Both Brown and his former State Director of Finance, Hale Champion, who is now a fellow of the Kennedy Institute, stress the effectiveness of Reagan's "totally managed campaign." They predict that image building through the mass media will catch on nationally, and they worry about what this will mean to other political pros who may have neither youthful looks nor sex appeal. "The trouble with Spencer-Roberts," Brown told WHRB interviewers "is that after they tell you what people think, you have to say what people think." Always a party loyalist, Brown insists that Democratic candidates won't be tempted by the likes of Spencer-Roberts, "whereas the Reagans and Murphys will do it every time. I don't know how we Democrats are going to resolve this."

Brown is particularly worried about Johnson's lackluster image and inability to communicate with the public. "He's as proud of his program as I was, and I see him making the same mistakes that I did," Brown insisted. He assured audiences wherever he went that "Reagan is a threat, a real threat," and then claimed, in all seriousness, that "Reagan can beat anybody if he can beat me."
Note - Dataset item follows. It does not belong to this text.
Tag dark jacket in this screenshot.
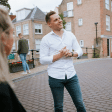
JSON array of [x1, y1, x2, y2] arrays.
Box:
[[17, 38, 29, 54], [0, 82, 26, 112]]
In a country where party identification is far less important than it once was, Brown is a strange bird. His unflinching loyalty to a Democratic Party he cannot control, and his inability to "understand" the electorate may mean bad days ahead for the old-time political pros. If elections continue to be wide-open, if voters continue to demand new faces and refuse to face the realities of this unlovely urban world, what happened to Brown may happen to other established politicians. California is not the weird anomaly the rest of the country considers it. As the Beach Boys, those insightful amateur sociologists, express it, "this country is becoming just one big California."